These benefit categories, and more, have been proven and reported by the companies that have planned and executed the DDSC transformation.

So, the potential benefits are dramatic, and the idea sounds correct and exciting. What should we do to get started? I will layout the 10 steps required to start & to formulate the DDSC plan.

STEP 1: First, we need to assess the current operations model and its performance. This step is necessary to not only fully understand how products are forecasted, ordered, sourced, stored, and delivered, but also to confirm the current state of performance, which becomes the baseline. Defining the right key performance indicators (KPIs) is necessary, for example as the minimum:

A. Order Fulfillment:

Times -- order cycle times -- for replenishment and other demands
Costs -- order costs -- costs to serve for both customers and consumers
Services -- perfect orders; fill rates

B. Supply Chain Operations:

The Network
Inventory levels
The 4 flows: Physical; information; cash; and work

Knowing where we stand today – the current state – provides the baseline for targeting where we want to be after the DDSC transformation.

STEP 2: Next, we need to assess our supply base. If we are a retailer, we would examine our key product suppliers. We'd exmaine their ability to change, their willingness to collaborate, and their importance to us. If we are a finished goods supplier, we examine our component or materials suppliers, our contract producers, our co-packers, or our packaging and other suppliers – for many of the same criteria. We also want to review our key accounts (retailers) to best position a DDSC transformation. It is very possible that the larger retailers are already collaborating with certain product suppliers on sales and operations planning (S&OP), which is a component of DDSC, but not the entire strategy.

STEP 3: We need to evaluate our current operations strategies and processes to determine: (a) their effectiveness in enabling true DDSC; (b) their capability to drive true DDSC; and, (c) their ability to be changed or reinvented. The major business processes involved in demand and supply management can be mapped to show their key steps and decision points. This step is very important for the success of the DDSC transformation, and thus requires more than a cursory review. The KPIs mentioned earlier, and the productivity of processes and people together with the requisite collaborative culture, will determine the DDSC's effectiveness and thus the new performance. No amount of automation, or willingness to work harder, or trading partner communications, will overcome weak strategies, underproductive processes, resistant cultures, or inadequate skills.

STEP 4: Once the assessments are completed, we can move to formulating the new operations strategy. Strategic planning is more an art than a science; yet, how operations strategies are developed or focused need not be a complex exercise. The strategic assessment earlier will provide the gaps and opportunities that need to be adjusted in the strategies. These, then, can be proposed and then approved via workshops with the operations leaders.

The joint strategy meetings with selected suppliers, and if appropriate, selected retailers, are equally important. Collaborations with trading partners can be successful, if they are facilitated properly and managed well.

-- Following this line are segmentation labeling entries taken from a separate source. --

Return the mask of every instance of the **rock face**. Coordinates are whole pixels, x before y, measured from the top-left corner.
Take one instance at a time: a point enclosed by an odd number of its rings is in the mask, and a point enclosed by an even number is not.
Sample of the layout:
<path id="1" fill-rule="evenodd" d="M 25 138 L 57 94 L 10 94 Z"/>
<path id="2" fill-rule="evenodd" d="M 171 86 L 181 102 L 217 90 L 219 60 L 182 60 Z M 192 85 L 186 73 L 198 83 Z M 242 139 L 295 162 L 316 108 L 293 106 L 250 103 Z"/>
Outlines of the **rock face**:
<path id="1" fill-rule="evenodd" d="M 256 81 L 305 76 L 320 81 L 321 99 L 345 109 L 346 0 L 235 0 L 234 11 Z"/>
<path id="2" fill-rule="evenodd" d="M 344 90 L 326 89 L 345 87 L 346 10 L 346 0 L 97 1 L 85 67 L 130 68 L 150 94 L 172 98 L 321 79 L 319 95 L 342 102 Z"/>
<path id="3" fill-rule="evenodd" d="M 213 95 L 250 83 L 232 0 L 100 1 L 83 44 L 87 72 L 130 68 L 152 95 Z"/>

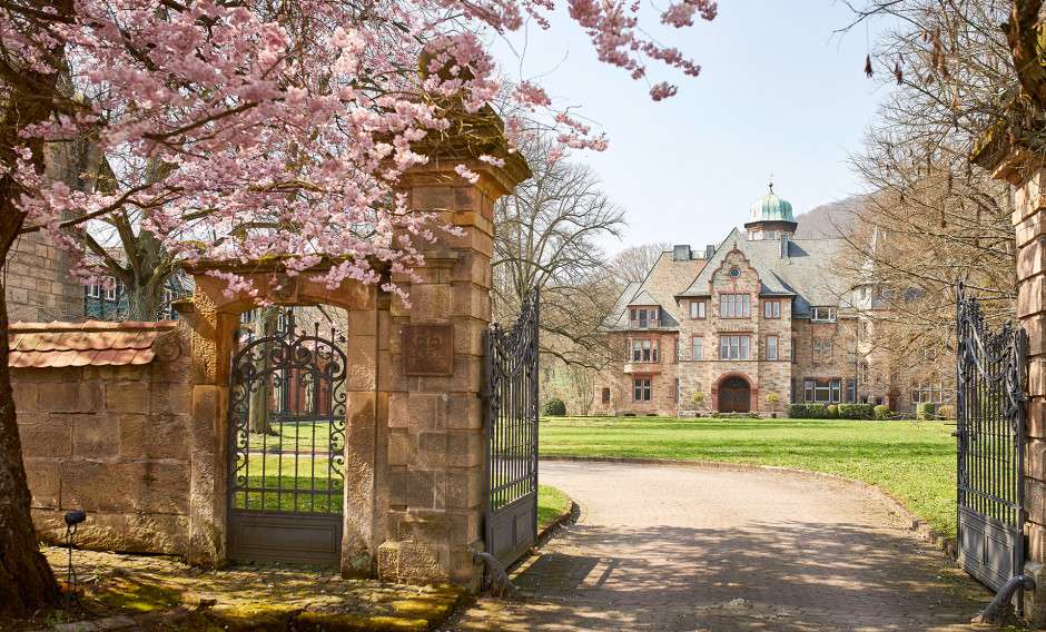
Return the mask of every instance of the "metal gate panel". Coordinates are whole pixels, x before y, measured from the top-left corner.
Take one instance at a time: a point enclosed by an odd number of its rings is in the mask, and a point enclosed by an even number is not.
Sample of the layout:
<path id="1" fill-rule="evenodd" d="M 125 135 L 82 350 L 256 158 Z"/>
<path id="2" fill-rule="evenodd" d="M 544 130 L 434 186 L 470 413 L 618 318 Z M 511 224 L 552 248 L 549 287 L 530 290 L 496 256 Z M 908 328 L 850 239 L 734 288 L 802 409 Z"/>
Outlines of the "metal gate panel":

STEP 5: Once the strategies are clarified, and collaborated with the key trading partners, then the new or reengineered business processes should be addressed. The process mapping done earlier in the assessment will lead to what changes are necessary. These may be truly transformational; or, they may be incremental. The key tip here is to define the new processes, obtain the buy-in and commitment from process owners, and secure executive approvals for their integration. The supply chain organization needs to work across units with this, involving sales, finance, merchandising, sourcing, and others. In our next part three of the series, Brenda Enney will discuss further both the processes – and our next step on organizations.

STEP 6: The organizational changes needed may not be significant, but there will be certain modifications in roles and responsibilities. Converting a supply chain organization to a demand-driven focus may require certain shifts in functions as well as tasks. Converting the overall operations of a business to demand-driven may require others – in sales, customer service, and procurement, especially. While many of these can be done through process definitions and teams, the organization itself may need changes.

Adoption of an effective change management program will be part of the plan. Converting to a DDSC will definitely require change, and how effective the management of this is applied will determine how substantial are the resulting benefits. Again, Brenda Enney will address this further in part three.

STEP 7: We need to evaluate our current technologies for their capability to enable the new strategies and processes. Many companies today have some type of ERP system; however, many have determined that this is not adequate for a true DDSC. Many companies also have specialized software for point solutions, and they often determine these are not easily integrated to enable true DDSC; nor are they powerful enough to flow demand and supply information – near real-time – across the trading partners.

One of the executives of our partner firm -- One Network -- will address this question in part four of this series.

STEP 8: Now, we are ready to integrate all steps 1-7 into the plan for DDSC. This means that we document:

  • The assessment of the current state
  • The review of our supply base (and customers)
  • The needs for new strategies and business processes
  • The needs for new technologies

And, we complement these with any other needs that complete the plan. Then, we add the targets we can expect to achieve as a result of the plan. The preliminary business case could be developed at this point, without the details of cash flow projections. The objective here is to gain approval for the feasibility of this initiative.

STEP 9: Once we have the plan developed and some degree of corporate approval to proceed, we can move to specifying the Integrated plan for true DDSC. This step will involve task definitions, collaborations with trading partners, and time lines. It will also specify the pilot tests needed to "prove the value proposition" – which customer(s), which suppliers, and which product groups will be tested.

STEP 10: Final approval of the plan gives us the roadmap, the time lines, and the detailed planning tasks. This step involves launching the Initiative and applying a program management methodology (often a program management office). The key tip for this step is to insure that a strong management team is assigned to achieve the plan and its milestones as defined, and to report progress effectively and regularly.

These 10 steps may sound like they require a long and complex exercise to develop the DDSC plan. This is not the case with a DDSC transformation for any normal business. Suitable tools, methods, benchmarks, and proven approaches exist that enable the smart company to move through these steps in weeks, not months. The creation of a complete DDSC plan that is actionable and detailed will normally require a maximum of 6-8 weeks.

The plan will specify the work to be done, by whom, and when. Thus the time to benefit will vary depending on the companies, trading partners, and complexities of the supply chains and processes. Our experience to date is that, once the plan is launched, and the work tasks are underway, the pilot tests can be producing results within 6 months. The benefits of the pilot tests alone will very likely exceed expectations and excite all to roll-out the DDSC across the enterprises.

So our point of view is that every company should strive to become demand-driven, and these ten steps will get each and every company the plan for doing so. The benefits are well worth the efforts and best wishes for you to set them. Thank you.